In response to a question, Harsh Vardhan further stated that the notification was not a “prestige issue” for the government, and that suggestions submitted to the government so far would be reviewed.
A major row erupted after the government’s order was issued on May 23, with protests being held in some parts of the country, and Opposition politicians crying foul. West Bengal Chief Minister Mamata Banerjee had described the ban as “undemocratic and unconstitutional” and said that her government would not abide by it. Kerala Chief Minister Pinarayi Vijayan had called for a nation-wide agitation against the notification. “Lakhs of people will lose their jobs due to the ban,” he wrote in a Facebook post. “There should be a nation-wide protest against the decision.” He also called it “against the secular character of the nation”.
Opposition party Dravida Munnetra Kazhagam in Tamil Nadu attacked the Edappadi Palanisamy government for “keeping mum” on the issue. The Congress government in Karnataka had also protested the notification.

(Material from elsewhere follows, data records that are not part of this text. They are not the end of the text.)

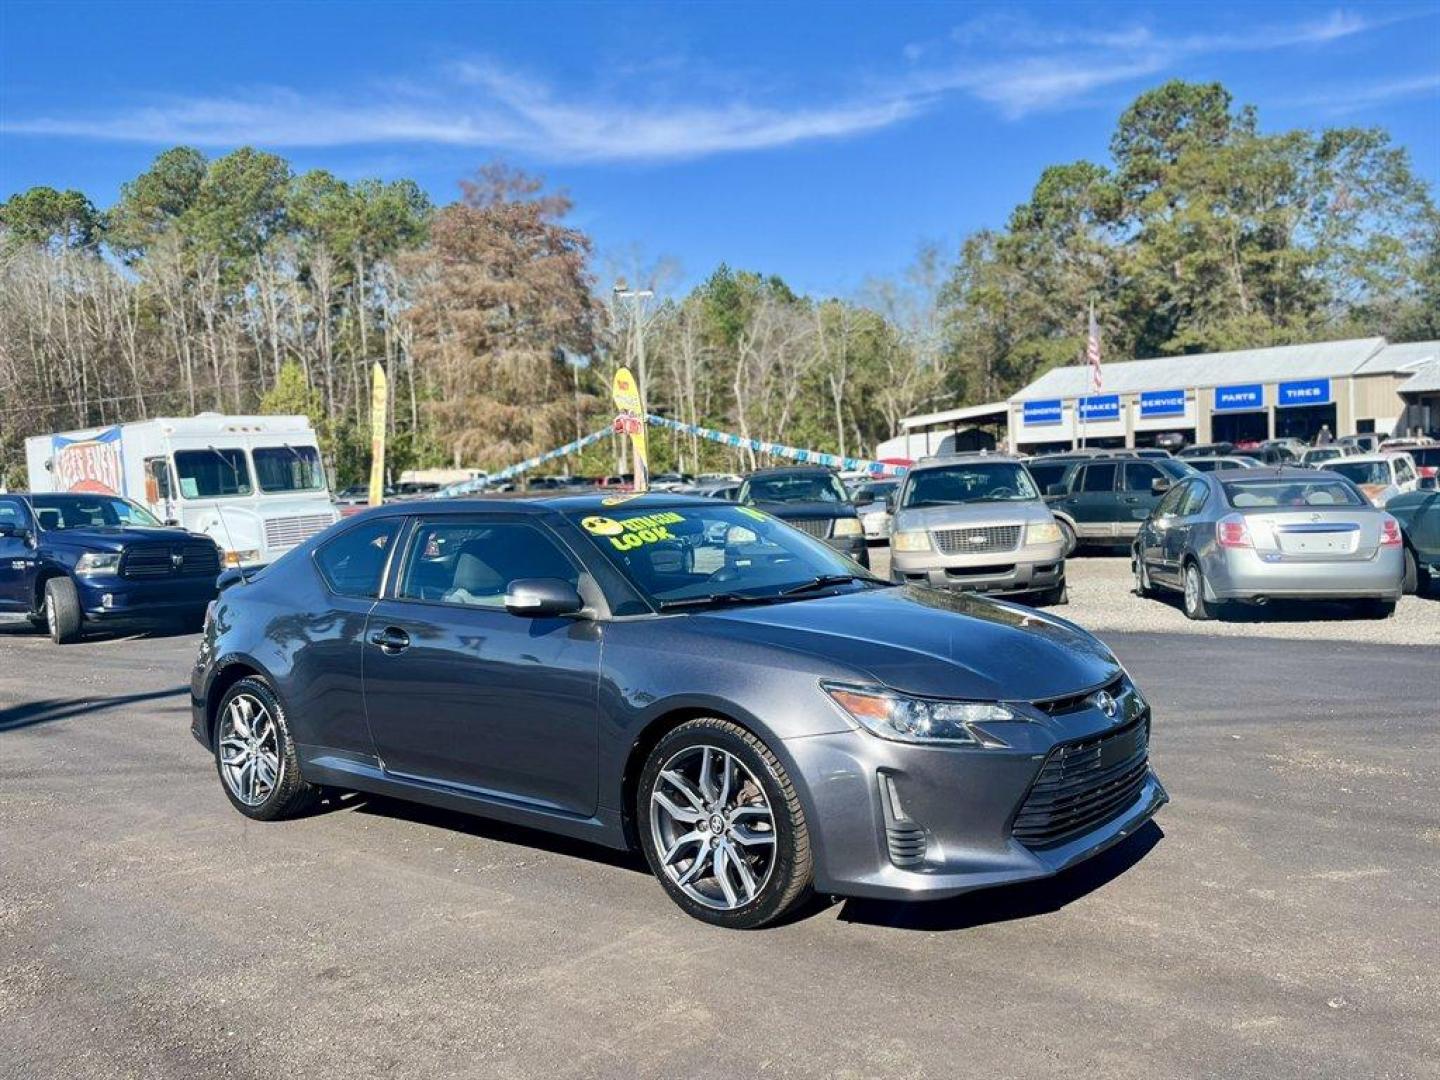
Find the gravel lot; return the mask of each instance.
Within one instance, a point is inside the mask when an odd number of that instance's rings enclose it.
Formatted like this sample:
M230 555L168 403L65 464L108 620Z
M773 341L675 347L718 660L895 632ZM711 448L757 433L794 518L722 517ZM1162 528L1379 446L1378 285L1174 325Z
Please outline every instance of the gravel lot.
M890 572L890 549L870 549L870 565ZM1142 631L1205 637L1302 638L1307 641L1364 641L1381 645L1440 645L1440 594L1406 596L1388 619L1363 618L1344 604L1273 603L1241 607L1222 619L1192 622L1180 610L1178 593L1141 600L1130 590L1128 554L1082 555L1065 571L1070 603L1059 614L1096 633Z
M194 638L0 625L0 1076L1440 1077L1433 651L1105 636L1158 824L740 934L479 819L249 822L187 730Z

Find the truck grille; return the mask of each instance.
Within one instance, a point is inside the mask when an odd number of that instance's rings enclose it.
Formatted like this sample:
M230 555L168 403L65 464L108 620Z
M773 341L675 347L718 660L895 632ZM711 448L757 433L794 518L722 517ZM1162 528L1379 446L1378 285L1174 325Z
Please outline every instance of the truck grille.
M214 577L220 552L214 544L143 544L125 549L120 574L127 578Z
M1014 551L1020 546L1019 525L977 525L974 528L936 529L935 546L946 555L985 555Z
M1012 833L1027 847L1050 847L1103 825L1140 794L1149 771L1150 721L1057 746L1025 796Z
M335 522L331 514L301 514L295 517L271 518L265 522L267 548L294 547L302 540L324 532Z
M811 536L824 540L829 537L830 527L834 521L830 518L786 518L785 524L793 525L801 532L807 532Z

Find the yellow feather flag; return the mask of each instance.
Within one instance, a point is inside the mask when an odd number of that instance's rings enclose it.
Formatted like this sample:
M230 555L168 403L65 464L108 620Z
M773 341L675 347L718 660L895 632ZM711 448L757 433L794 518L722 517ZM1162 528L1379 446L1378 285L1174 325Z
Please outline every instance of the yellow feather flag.
M389 418L390 380L377 362L370 380L370 505L385 501L385 422Z

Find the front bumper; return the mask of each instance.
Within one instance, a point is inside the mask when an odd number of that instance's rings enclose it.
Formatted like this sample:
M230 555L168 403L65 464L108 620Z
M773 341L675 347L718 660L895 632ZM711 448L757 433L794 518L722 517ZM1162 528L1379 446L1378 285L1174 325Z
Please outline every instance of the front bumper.
M198 615L215 599L211 577L131 581L118 575L75 577L86 622L142 622Z
M862 536L831 536L825 540L841 555L854 559L867 570L870 568L870 547Z
M933 551L897 552L892 545L890 578L900 584L1013 595L1063 585L1065 560L1059 544L965 557Z
M1353 562L1267 562L1253 549L1232 548L1211 555L1204 569L1206 588L1215 600L1398 600L1405 556L1400 548L1390 547Z
M1016 818L1049 753L1112 725L1085 710L1048 732L1011 727L1031 730L1007 732L1006 750L913 746L865 732L788 741L800 774L824 778L807 789L816 889L925 900L1049 877L1130 836L1169 801L1147 758L1138 785L1097 824L1055 843L1021 843ZM908 833L897 828L897 804Z

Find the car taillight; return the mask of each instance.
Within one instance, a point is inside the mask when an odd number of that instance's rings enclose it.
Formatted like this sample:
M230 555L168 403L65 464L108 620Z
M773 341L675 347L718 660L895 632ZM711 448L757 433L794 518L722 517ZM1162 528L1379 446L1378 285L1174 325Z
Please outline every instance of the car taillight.
M1222 548L1248 548L1250 530L1245 519L1239 514L1230 514L1215 523L1215 542Z
M1420 465L1415 471L1420 474L1421 479L1427 476L1440 476L1440 465Z
M1399 547L1404 541L1400 538L1400 523L1393 517L1386 517L1380 522L1380 546Z

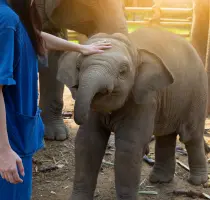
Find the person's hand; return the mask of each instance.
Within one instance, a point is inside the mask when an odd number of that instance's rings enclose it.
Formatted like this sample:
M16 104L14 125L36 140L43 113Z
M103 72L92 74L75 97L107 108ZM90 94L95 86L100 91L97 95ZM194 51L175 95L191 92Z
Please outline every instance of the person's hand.
M18 170L24 176L24 167L21 158L11 148L0 148L0 174L10 183L22 183Z
M80 52L83 55L88 56L95 53L103 53L104 50L110 49L111 47L112 47L111 43L104 40L92 43L90 45L81 45Z

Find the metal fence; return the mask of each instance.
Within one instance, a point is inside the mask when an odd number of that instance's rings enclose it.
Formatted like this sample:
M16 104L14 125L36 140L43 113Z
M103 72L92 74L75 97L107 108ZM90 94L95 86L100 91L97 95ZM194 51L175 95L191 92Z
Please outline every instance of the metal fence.
M151 24L153 9L151 7L125 7L128 27L135 28ZM159 25L164 28L185 30L175 33L189 37L192 25L192 8L161 8ZM69 40L77 40L78 33L68 30Z

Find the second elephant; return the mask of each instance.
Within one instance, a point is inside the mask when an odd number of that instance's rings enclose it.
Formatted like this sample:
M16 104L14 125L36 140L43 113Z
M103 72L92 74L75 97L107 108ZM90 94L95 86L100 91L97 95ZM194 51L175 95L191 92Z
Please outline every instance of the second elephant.
M98 33L127 34L121 0L35 0L43 30L67 39L66 29L87 37ZM40 68L40 108L45 138L65 140L68 129L62 119L64 85L56 80L58 59L63 52L49 52L49 68Z
M151 182L173 179L177 135L188 152L189 181L206 182L207 75L195 49L185 39L155 28L141 28L129 38L97 34L87 43L105 39L113 47L102 54L66 53L60 60L58 79L76 100L74 116L80 125L70 199L93 200L111 132L116 144L117 200L137 199L140 158L153 133Z

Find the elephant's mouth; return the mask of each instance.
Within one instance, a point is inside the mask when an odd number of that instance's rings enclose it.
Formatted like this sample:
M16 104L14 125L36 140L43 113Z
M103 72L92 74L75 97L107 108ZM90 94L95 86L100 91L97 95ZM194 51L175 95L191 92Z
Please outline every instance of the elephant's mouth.
M83 76L80 84L73 86L76 90L75 98L75 121L81 125L86 119L90 110L102 113L110 113L121 105L121 93L111 78L104 79L98 76L97 79L88 74Z
M117 97L120 95L120 92L117 90L113 90L113 91L108 91L107 89L100 91L98 93L96 93L93 97L92 101L95 100L101 100L101 99L108 99L108 98L112 98L112 97Z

Even Bharatiya Janata Party leaders from the North East have expressed concern over the notification. On Thursday, Bernard Marak, West Garo Hills district president of the BJP in Meghalaya, quit the party saying, “The BJP is trying to impose its ideology on us.” He had earlier promised to lower the price of beef in Meghalaya if the BJP came to power in the 2018 Assembly elections.
Protests have been held in some parts of the country, including Kerala and Tamil Nadu. Last Saturday, Youth Congress workers in Kerala’s Kannur held a beef festival, and slaughtered a calf in public. The men were arrested after a complaint was filed by the BJP’s Yuva Morcha.
A beef-eating contest was held at IIT Madras, during which a student was attacked. R Sooraj, an aerospace engineering PhD student, was surrounded and thrashed by a group of students during lunch time at a hostel canteen, reported Hindustan Times. The attackers are believed to be from the Akhil Bharatiya Vidyarthi Parishad, and had allegedly issued death threats to all beef-eaters on campus, the Indian Express reported.
The new rules formulated under the Prevention of Cruelty to Animals Act disallow the sale of cattle – cows, buffaloes, bullocks, calves and camels – for slaughter in animal markets. The government had defended the notification, with Finance Minister Arun Jaitley stating that it had nothing to do with state laws on cow slaughter, but only affected the place of sale.